Even after listening to all kinds of far fetched news, the first excerpts from Bob Woodward’s book landed like a nuclear bomb. The revelation that President Trump had privately acknowledged coronavirus severity was not a big headline; even as he was significantly downplaying and minimizing the threat in remarks to the American public.
What made his comment even more unimaginable, that Trump has said them to Woodward on the record. Not only did he tell them on the form, but he told them during interviews that Trump knew were going to be used in Rage, Woodward’s latest real-life political thriller, due to hit shelves on Tuesday via Simon & Schuster.
Trump said this to an author who already has an anti-Trump bestseller under his name.
The bottom line, Woodward held on to receipts. These receipts, handed over to the Washington Post and CNN to kick off the Rage publicity rollout.

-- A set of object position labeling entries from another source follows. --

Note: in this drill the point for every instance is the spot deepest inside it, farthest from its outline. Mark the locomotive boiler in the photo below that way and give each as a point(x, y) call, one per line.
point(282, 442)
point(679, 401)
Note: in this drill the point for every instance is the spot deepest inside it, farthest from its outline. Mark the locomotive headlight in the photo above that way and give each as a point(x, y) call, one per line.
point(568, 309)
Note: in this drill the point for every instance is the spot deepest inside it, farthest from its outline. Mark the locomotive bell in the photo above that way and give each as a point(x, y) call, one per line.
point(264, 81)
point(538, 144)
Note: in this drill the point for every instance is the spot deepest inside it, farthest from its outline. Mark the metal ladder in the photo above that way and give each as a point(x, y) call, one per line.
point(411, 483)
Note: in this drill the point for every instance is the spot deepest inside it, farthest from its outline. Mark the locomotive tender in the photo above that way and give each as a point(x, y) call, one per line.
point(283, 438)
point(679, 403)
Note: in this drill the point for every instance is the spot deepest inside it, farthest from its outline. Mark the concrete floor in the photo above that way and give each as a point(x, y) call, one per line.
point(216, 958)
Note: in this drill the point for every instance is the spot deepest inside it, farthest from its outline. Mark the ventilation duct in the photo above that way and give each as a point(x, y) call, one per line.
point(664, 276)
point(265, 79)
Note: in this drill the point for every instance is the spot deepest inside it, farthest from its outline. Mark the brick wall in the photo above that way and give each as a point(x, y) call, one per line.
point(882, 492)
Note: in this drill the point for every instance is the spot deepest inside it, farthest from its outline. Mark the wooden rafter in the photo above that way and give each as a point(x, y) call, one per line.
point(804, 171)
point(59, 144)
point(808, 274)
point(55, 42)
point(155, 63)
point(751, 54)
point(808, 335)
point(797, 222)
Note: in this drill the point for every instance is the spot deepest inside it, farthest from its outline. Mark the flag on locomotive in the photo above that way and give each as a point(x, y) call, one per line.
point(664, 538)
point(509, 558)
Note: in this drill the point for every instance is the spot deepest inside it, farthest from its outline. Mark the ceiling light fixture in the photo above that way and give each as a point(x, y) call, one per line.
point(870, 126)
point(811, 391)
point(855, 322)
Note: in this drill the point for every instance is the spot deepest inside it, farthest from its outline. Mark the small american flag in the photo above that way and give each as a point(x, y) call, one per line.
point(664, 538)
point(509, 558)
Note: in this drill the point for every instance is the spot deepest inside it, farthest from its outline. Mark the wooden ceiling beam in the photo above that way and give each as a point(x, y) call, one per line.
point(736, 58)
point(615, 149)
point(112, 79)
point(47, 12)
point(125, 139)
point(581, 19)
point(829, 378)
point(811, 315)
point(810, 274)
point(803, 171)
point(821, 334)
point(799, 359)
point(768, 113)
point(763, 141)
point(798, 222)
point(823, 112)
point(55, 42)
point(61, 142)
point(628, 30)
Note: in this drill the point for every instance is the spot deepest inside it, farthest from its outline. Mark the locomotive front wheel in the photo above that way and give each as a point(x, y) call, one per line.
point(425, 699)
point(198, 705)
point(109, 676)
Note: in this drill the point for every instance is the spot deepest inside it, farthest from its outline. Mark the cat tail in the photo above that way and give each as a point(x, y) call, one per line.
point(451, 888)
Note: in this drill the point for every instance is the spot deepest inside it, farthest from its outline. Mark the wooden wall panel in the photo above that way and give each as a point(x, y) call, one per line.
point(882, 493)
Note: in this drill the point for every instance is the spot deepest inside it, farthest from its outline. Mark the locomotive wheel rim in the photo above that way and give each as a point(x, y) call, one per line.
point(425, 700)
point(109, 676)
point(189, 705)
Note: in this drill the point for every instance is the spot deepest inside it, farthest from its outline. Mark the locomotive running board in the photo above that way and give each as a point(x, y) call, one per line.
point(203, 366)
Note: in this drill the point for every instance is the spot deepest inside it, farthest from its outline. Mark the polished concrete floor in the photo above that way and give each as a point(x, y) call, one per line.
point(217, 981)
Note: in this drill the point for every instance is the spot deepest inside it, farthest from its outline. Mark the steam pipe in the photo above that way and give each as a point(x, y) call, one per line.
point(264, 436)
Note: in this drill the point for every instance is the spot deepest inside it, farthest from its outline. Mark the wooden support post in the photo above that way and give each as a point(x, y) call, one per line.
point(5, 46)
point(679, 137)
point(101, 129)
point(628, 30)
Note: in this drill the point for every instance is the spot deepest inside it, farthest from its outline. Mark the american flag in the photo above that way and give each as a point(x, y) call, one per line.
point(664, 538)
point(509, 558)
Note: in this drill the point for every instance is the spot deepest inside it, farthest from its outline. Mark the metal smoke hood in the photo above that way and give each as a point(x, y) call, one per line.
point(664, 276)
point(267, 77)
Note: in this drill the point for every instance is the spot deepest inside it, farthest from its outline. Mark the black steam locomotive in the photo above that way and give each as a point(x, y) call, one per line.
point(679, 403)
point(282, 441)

Woodward is associate editor of Washington post. CNN has an amicable relationship with the former through Carl Bernstein. Both platforms released the interview within minutes of each other on Wednesday.

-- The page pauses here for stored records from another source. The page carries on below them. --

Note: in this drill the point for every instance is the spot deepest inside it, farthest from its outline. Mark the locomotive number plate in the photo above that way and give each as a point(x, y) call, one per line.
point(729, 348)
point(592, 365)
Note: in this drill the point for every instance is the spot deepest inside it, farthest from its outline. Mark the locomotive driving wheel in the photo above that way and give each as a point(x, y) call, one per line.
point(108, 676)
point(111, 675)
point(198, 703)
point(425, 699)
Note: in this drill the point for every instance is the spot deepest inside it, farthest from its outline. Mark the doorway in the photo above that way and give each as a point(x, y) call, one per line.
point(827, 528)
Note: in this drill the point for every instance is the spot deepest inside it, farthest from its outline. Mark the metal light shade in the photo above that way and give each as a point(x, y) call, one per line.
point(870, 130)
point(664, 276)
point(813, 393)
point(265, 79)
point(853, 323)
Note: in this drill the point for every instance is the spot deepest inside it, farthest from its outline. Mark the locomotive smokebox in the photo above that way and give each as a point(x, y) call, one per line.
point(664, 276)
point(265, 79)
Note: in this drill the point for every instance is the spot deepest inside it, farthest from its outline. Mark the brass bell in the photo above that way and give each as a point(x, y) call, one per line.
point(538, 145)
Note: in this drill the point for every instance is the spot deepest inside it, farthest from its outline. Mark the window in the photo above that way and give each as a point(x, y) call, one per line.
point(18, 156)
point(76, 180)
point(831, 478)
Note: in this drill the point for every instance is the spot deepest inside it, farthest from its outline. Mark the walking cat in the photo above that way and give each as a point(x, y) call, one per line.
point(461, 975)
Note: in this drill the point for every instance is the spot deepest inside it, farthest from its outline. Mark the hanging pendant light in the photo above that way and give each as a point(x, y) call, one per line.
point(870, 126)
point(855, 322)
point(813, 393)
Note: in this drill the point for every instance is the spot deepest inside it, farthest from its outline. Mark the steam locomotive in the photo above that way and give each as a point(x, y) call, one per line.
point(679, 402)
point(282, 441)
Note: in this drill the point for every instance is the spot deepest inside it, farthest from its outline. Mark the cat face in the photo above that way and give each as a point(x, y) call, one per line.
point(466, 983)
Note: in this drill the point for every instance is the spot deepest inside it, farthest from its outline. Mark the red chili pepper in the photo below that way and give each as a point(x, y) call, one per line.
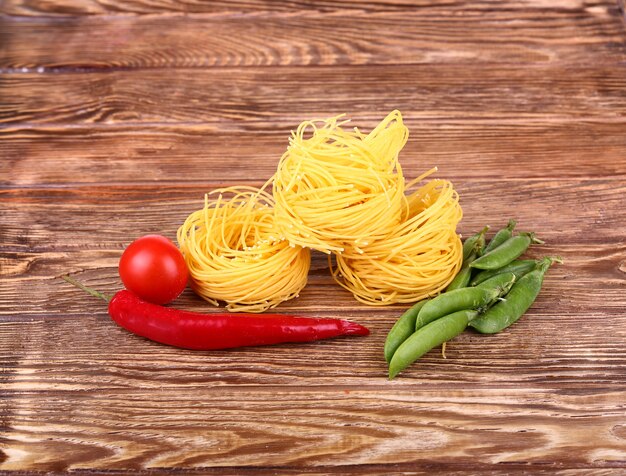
point(192, 330)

Trump allegedly says “I always wanted to play it down, and still like doing it.”
Woodward is just the recent in a cascade of authors in the months leading up to unrivalled national elections. Including both journalists and former Trump insiders.
Some of Trump’s most prolific chroniclers think the dirt that has spilt out of Woodward’s tome is arguably the most damaging yet. Other authors to publish a negative Trump book candidly are:
- John Bolton and Mary Trump
- Michael Schmidt
- Brian Stelter
- Stephanie Winston Wolkoff
- Peter Strzok
- Michael Cohen
Just after the news broke, Biden stood right on the track of excoriating his opponent. He roared at a campaign in Michigan, “It’s beyond despicable. It’s a dereliction of duty. It’s a disgrace.” Kayleigh McEnany, White House press secretary, desperately tried to make Trump look better in the public eye.
Woodward, as any other strong speaker, received a tremendous backlash on twitter. The issue was that he kept Trump’s comments back for his book instead of disclosing them real-time. Erik Wemple of The Post raised concerns that if Woodward can be saved from being criticized.
Another set of lit up questions that lingered over Woodward’s reporting.
The opening line of Jennifer Szalai’s review on the book summed his thought up in an excellent manner. After the Mueller report and an impeachment trial and now the coronavirus pandemic—for a revelation about the president to be truly surprising?